NVLink and NVSwitch: multi-GPU fabric
PCIe (the slot that connects GPU to CPU) runs at ~64 GB/s bidirectional. That's too slow when 8 GPUs need to share gradients during training. NVLink is a direct GPU-to-GPU interconnect; NVLink 4.0 provides 900 GB/s total per GPU (18 links × 50 GB/s bidirectional each). NVSwitch is a chip that creates an all-to-all mesh — any GPU can talk to any GPU at full NVLink bandwidth. An HGX H100 system (8 GPUs + NVSwitches) has 7.2 TB/s of GPU-to-GPU bandwidth, making it effectively one logical compute unit.
CUDA: the foundation
CUDA (Compute Unified Device Architecture) is NVIDIA's parallel computing platform and API, first released in 2007. It's what makes GPUs programmable for general computation (not just graphics). Everything else in the stack runs on top of CUDA.
Key insight: you almost never write CUDA directly.

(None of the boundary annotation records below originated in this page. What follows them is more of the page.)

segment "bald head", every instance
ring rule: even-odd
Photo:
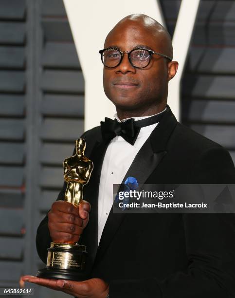
[[[173,57],[171,37],[168,31],[152,18],[141,14],[130,15],[119,21],[107,35],[105,45],[109,37],[115,34],[117,30],[125,30],[127,27],[133,27],[134,30],[135,27],[142,27],[147,33],[151,34],[158,48],[160,47],[163,53]]]

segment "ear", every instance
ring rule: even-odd
[[[179,63],[177,61],[172,61],[168,64],[167,80],[169,81],[176,75],[178,69]]]

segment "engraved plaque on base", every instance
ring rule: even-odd
[[[64,161],[64,180],[67,182],[65,201],[78,207],[83,199],[83,186],[93,170],[93,163],[84,155],[86,143],[76,141],[75,154]],[[83,280],[88,253],[85,245],[76,242],[52,242],[47,249],[47,267],[39,269],[37,277],[44,279]]]
[[[47,267],[38,271],[38,277],[78,281],[85,278],[85,246],[52,242],[47,250]]]

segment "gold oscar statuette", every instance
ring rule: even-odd
[[[65,201],[76,207],[83,199],[83,186],[88,183],[93,163],[84,155],[86,142],[76,141],[76,152],[64,161],[64,177],[67,183]],[[88,254],[86,247],[72,242],[52,242],[48,248],[46,268],[39,269],[37,276],[43,278],[82,280]]]

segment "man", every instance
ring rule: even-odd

PyTorch, cuDF, and TensorRT have already written thousands of highly optimized CUDA kernels. You use their Python/C++ APIs and get GPU acceleration automatically.
Key libraries you'll encounter
| Library | What it does | Used by |
|---|---|---|
| cuDNN | Optimized primitives for deep learning (conv, pool, norm) | PyTorch, TensorFlow |
| cuBLAS | GPU-accelerated BLAS (matrix multiply at its core) | Everything that does linear algebra |
| cuFFT | Fast Fourier Transform on GPU | Signal processing, audio ML |
| NCCL | GPU collective comms (all-reduce, broadcast) | Multi-GPU/multi-node training |
| cuSPARSE | Sparse matrix operations on GPU | GNNs, sparse models, scientific sim |
| Thrust | GPU parallel algorithms (sort, reduce, scan) | cuDF under the hood |
| Triton (OpenAI) | Python-based custom GPU kernel language | Flash Attention, custom ops |
11. When NOT to Use a GPU Critical
GPU cargo-culting is real. I've seen engineers reach for GPU acceleration for web scraping, small CSV processing, and microservices with 10 req/s — and make their system slower, more expensive, and harder to operate. Here's when to stay on CPU.
1. I/O-bound workloads
If your bottleneck is network latency, database queries, or disk reads, the GPU sits idle 95% of the time. You're paying for a Ferrari to wait at red lights.
Example: A web scraper that fetches 100 URLs, extracts text, calls an external API, and saves results. Bottleneck: network I/O (100–500ms per URL). GPU utilization: ~0%.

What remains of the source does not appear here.